Of course, in a digital world, governments will know who spent what where, thus enabling them to steal every penny they can from the workers of Slavelandia in the name of taxes.

Moreover, the trend toward digital trash is also a factor driving up gold and silver prices, as investors seek hard currency safe-haven assets.

The going-digital trend will also prove bullish for cryptocurrencies, particularly for younger generations who live in a digital world and are fearful of an economic future of worthless money.


  1. Mountain Man 1 week ago

    When you boil it down cryptocurrencies are just a pool of fiat currencies driven and influenced by market greed. At the end of the day, governments will reign in crypto’s to control the pool to meet their objectives.

  2. Joseph Johnigk 1 week ago

    You will have to have a supply of silver to participate in the future underground economy!

  3. Craig Bradley 1 week ago

    China’s cryptocurrency is a bit ahead of anything the Federal Reserve Bank has at this time. Its possibly a first mover advantage situation. If China can get their international payments system up and running before the United States, it may add to the dollar’s demise. The SWIFT international wire transfer system is obsolete. So, the first one to have a working Digital currency on a secure blockchain will grab more business. It could contribute to a decline in Bitcoin at the same time. Remember, Bitcoin is a gamble. While it could go up 100X from here, it could also go to Zero. So, its a risky but potentially very rewarding trade. You have to know what you are doing. No stock broker can buy bitcoin direct; only derivatives or synthetic investments via ETF’s. Its NOT equivalent.

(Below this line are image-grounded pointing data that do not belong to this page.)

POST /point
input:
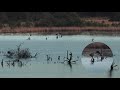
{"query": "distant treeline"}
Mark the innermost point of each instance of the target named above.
(36, 19)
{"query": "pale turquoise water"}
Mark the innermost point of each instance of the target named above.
(57, 47)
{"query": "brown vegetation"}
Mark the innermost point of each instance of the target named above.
(63, 30)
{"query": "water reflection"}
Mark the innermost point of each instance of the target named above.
(13, 63)
(98, 57)
(112, 68)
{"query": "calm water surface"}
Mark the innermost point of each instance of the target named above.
(40, 67)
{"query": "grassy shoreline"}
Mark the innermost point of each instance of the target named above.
(63, 30)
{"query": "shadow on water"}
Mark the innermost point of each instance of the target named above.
(13, 63)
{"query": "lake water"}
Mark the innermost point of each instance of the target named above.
(54, 48)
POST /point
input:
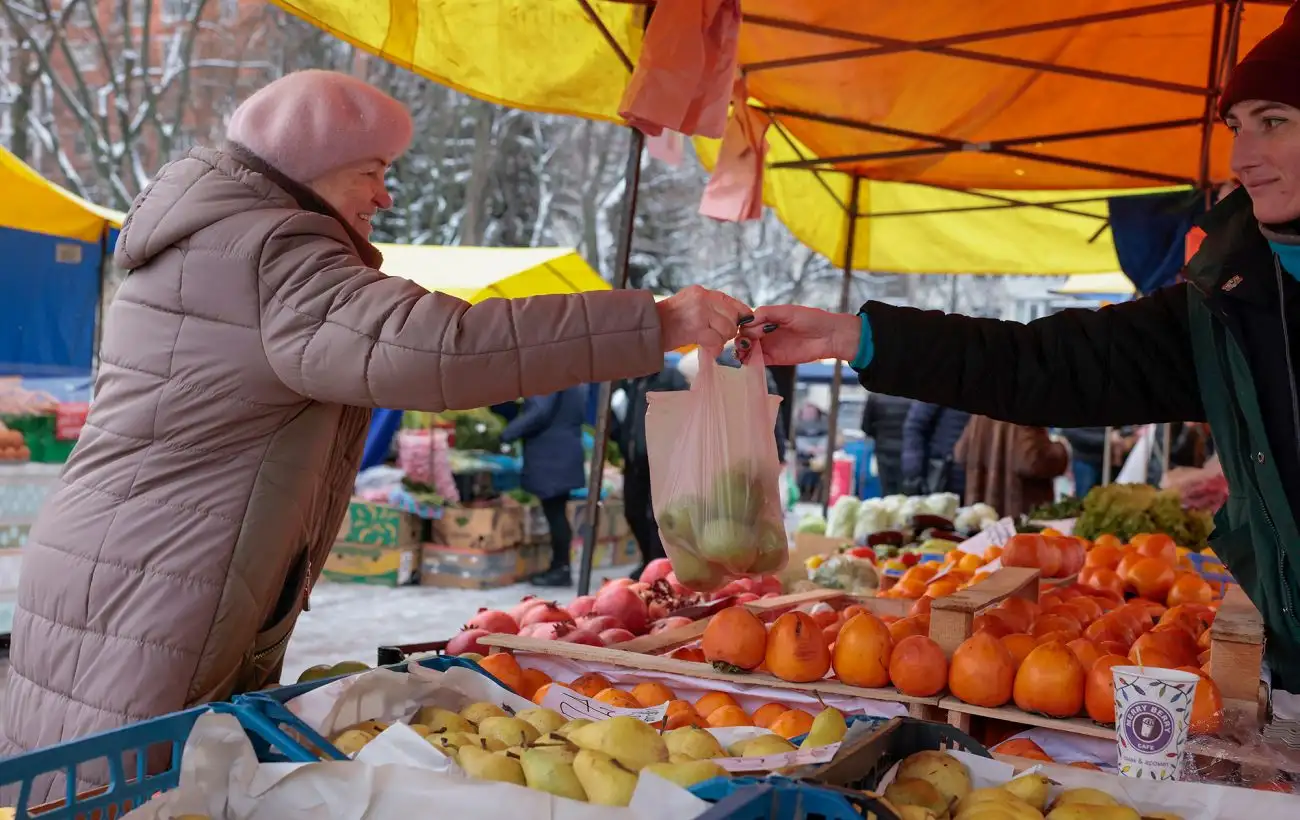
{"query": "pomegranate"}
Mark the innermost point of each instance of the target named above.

    • roksteady 6 days ago

      Craig and Mountain man don’t seem to understand the difference between cryptocurrencies and CBDCs (Central Bank Digital Currencies). Bitcoin (as the pre-eminent CC) is decentralised (anyone can mine it and the system relies upon the network of miners to sustain the system) and strictly limited to 21 million coins divisible to eight decimal places. Anyone can access the ledger and confirm the transaction record. CBDCs are wholly centralised, unlimited in quantity and exclusively controlled/monitored by the Central Banks.

      I’d rather have gold and silver backed currency over unbacked digital currency any day of the week but if I want to engage in a distant transaction with someone over the internet I’d far rather operate under the protocols of a CC like bitcoin than be tracked and surveilled through a CBDC.

  4. JustSayin 6 days ago

    A frantic race for global block chain dominance is probably underway. I hope war will not be used.

  5. Barbara Froehlich 5 days ago

    Bitcoin and others are just a play.
    Time to acquire your hidden wealth now. No matter what digital currency becomes king of the mountain, you aren’t hiding any of it.